For reasons we detail in Firms of Endearment, capitalism is undergoing the biggest ideological change in its history. The idea that corporations should serve society as well as shareholders is being restored. Whole Foods is one of the 30 companies we put forward as exemplars in the social transformation of capitalism that is underway.
The sweet irony of the FoE business model is that it appears to generally be a more dependable approach to produce and sustain profitability than the traditional business model defended by T.J. Rodgers. His acidic attack on Mackey is all the more curious because investors have generally not fared well from their Cypress Semiconductor investment. Its balance sheet shows negative retained earnings of $408 million. “This means that in its entire 23 years of history, Cypress has lost far more money for its investors than it has made,” wrote Mackey in his decidedly more temperate rebuttal.

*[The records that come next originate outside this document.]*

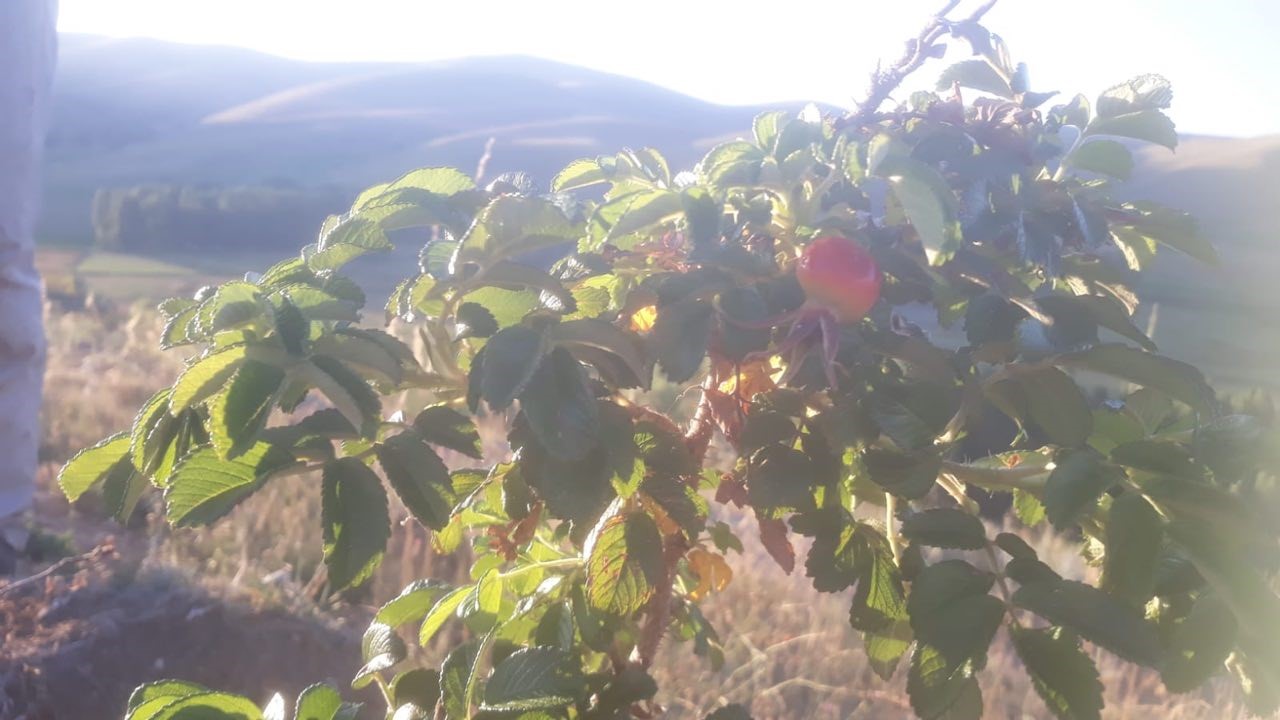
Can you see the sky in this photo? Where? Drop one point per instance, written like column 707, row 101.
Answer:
column 1221, row 55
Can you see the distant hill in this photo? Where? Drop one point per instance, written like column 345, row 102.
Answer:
column 144, row 110
column 129, row 112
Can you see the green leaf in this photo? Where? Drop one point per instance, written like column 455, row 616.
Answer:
column 534, row 678
column 475, row 320
column 604, row 337
column 240, row 411
column 837, row 557
column 316, row 304
column 347, row 241
column 181, row 328
column 507, row 306
column 419, row 687
column 373, row 354
column 679, row 337
column 1096, row 616
column 946, row 527
column 511, row 359
column 1176, row 379
column 1064, row 677
column 1151, row 126
column 928, row 203
column 908, row 475
column 442, row 611
column 161, row 689
column 517, row 276
column 205, row 377
column 731, row 164
column 455, row 677
column 780, row 475
column 1102, row 156
column 1078, row 481
column 513, row 224
column 205, row 487
column 1143, row 92
column 645, row 212
column 624, row 563
column 1225, row 516
column 1168, row 227
column 318, row 702
column 443, row 425
column 1015, row 546
column 419, row 477
column 977, row 74
column 380, row 648
column 154, row 431
column 951, row 611
column 414, row 602
column 1028, row 507
column 233, row 305
column 348, row 392
column 1105, row 311
column 92, row 465
column 577, row 174
column 940, row 691
column 437, row 181
column 1246, row 591
column 561, row 408
column 122, row 488
column 1046, row 397
column 355, row 522
column 1200, row 645
column 767, row 126
column 202, row 706
column 1134, row 538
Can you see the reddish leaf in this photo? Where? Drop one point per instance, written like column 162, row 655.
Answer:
column 773, row 534
column 726, row 413
column 731, row 490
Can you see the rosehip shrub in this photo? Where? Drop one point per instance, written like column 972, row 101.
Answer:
column 845, row 297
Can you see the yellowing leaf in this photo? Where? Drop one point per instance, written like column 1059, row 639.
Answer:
column 713, row 573
column 644, row 318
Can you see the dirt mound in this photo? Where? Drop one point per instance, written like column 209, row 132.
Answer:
column 73, row 646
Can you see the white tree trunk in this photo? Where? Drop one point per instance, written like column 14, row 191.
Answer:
column 27, row 53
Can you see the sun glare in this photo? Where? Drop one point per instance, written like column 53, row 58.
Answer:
column 740, row 53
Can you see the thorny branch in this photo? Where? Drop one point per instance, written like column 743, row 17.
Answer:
column 918, row 50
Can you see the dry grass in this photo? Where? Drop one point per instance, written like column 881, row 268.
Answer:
column 789, row 651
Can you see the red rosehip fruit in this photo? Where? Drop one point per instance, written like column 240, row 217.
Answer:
column 841, row 276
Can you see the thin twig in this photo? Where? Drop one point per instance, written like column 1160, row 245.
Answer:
column 918, row 50
column 105, row 548
column 484, row 158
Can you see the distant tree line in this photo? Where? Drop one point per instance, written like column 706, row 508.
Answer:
column 172, row 217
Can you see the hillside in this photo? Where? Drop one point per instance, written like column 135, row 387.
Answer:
column 140, row 110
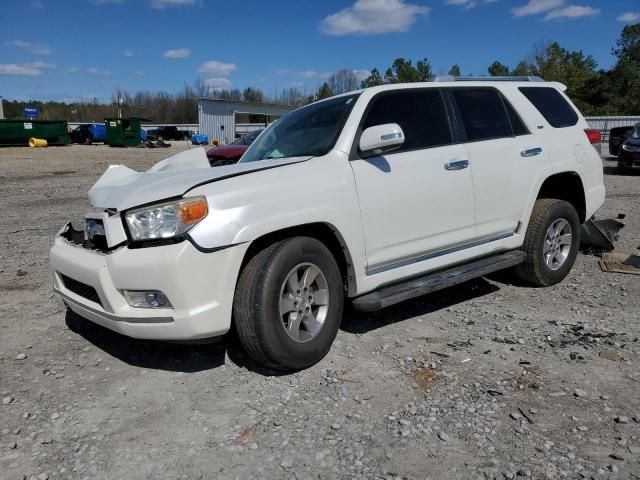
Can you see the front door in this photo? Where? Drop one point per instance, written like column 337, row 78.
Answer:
column 418, row 199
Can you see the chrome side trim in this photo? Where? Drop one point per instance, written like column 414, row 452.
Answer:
column 101, row 313
column 436, row 253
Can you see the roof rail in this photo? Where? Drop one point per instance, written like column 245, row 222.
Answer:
column 451, row 78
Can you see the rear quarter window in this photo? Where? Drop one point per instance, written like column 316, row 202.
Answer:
column 552, row 105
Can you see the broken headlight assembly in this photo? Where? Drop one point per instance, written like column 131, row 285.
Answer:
column 166, row 220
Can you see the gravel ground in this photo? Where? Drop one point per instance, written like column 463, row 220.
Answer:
column 489, row 379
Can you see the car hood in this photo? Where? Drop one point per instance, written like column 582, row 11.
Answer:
column 228, row 151
column 121, row 188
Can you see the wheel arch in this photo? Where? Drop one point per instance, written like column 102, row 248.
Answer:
column 323, row 232
column 566, row 186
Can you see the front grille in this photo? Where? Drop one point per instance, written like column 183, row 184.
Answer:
column 81, row 289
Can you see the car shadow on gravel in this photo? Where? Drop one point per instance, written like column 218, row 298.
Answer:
column 149, row 354
column 361, row 322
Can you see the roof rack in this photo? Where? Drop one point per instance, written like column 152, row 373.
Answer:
column 451, row 78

How is it that T.J. Rodgers can shamelessly attack John Mackey for wooly-headed thinking when Rodgers’ company has performed so poorly for its investors? Attacking a person’s fundamental beliefs, whether those beliefs are in the religious, political, economic or other domains usually raises the hackles on the neck and triggers irrational responses. Certainly that’s the case with Rodgers being told that his traditional business model is flawed.
In any event, the accompanying chart tells the dramatic story of how FoE stock investments typically perform.
Next: The signature
characteristics of FoE companies.

This could be the next Good-to-Great... do you know when the bool will be published and who will be the publisher?
Posted by: Manny | December 08, 2005 at 12:37 AM
The book is scheduled to come out in April under the Wharton Business School imprint.
Posted by: David | December 08, 2005 at 03:21 AM
Wharton is impressive! I’ll make sure to pre-order Firms of Endearment from Amazon.
Posted by: Manny | December 08, 2005 at 12:18 PM
Firms of Endearment will come out in April under the Wharton Business School Press imprint.